The new simulations is called “MIOmoves” (Maritime Interdiction Operational moves) and is part of a NATO-led operational simulation project. Planners hope that Microsoft’s gaming technology will “deliver cost-effective, fully immersive operational training scenarios that enhance the capabilities of soldiers”.

The Crew Search simulation allows the trainee to assume the role of a boarding soldier investigating the possibility of illegal activity on a container vessel. Kinect’s gesture recognition lets the soldiers interact with the scenario by making hand and arm gestures.

Chris Brannigan, CEO of Caspian Learning said “it is a fantastic piece of operational training that has received positive feedback from all stakeholders,” and “that using the Kinect interface for controls seems so much like second nature, it is a wonder the system isn't in widespread use already.”

The global military training and simulation market is expected to grow in the next few years as defense planners look for more cost effective and digitized training.

Total expenditures for the industry amounted to $36.88 billion in 2012, according to Frost & Sullivan. The amount is projected to increase to $46.09 billion by 2021. “The research covers end users (air, land and naval forces), military capabilities (platform-based training, system-based training and platform maintenance-based training), and training types,” according to the research firm.

Simulation companies such as AEgis Technologies have been diversifying their revenue streams in order to hedge any risk of reductions in current and future defense spending such as the sequestration cuts taking place in the United States. The Alabama-based company has branched out to other industries including aerospace, automotive, biomedical, chemical, and other process industries that use modeling and simulation.

AEgis is leveraging its military simulation systems in order to capture new business in the gaming and social apps market. In Dec. 2012, the company offered a training module called Combat ID as a downloadable app on Google play, iOS and iTunes store.

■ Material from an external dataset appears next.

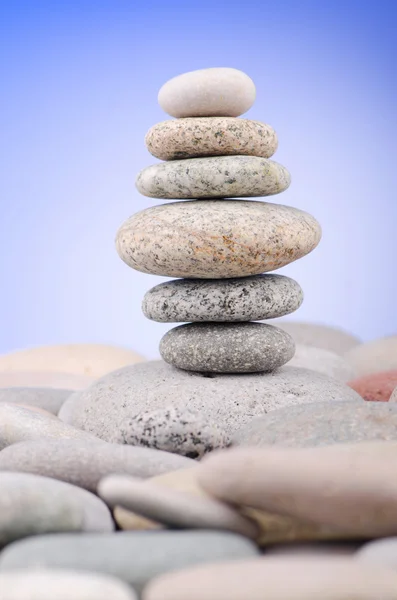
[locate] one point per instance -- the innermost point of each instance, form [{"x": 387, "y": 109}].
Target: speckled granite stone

“In addition to military equipment [modernization] driving the global T&S market, lessons have been learned from battlefields in the Balkans and the Middle East,” said Frost & Sullivan analyst Alix Leboulanger. “The key lesson has been that conventional training types are no longer fully adequate to prepare armed forces for military operations other than war (MOOTW's) challenging environments.”

Virtual and constructive training will grow at a very dynamic pace, according to the research firm.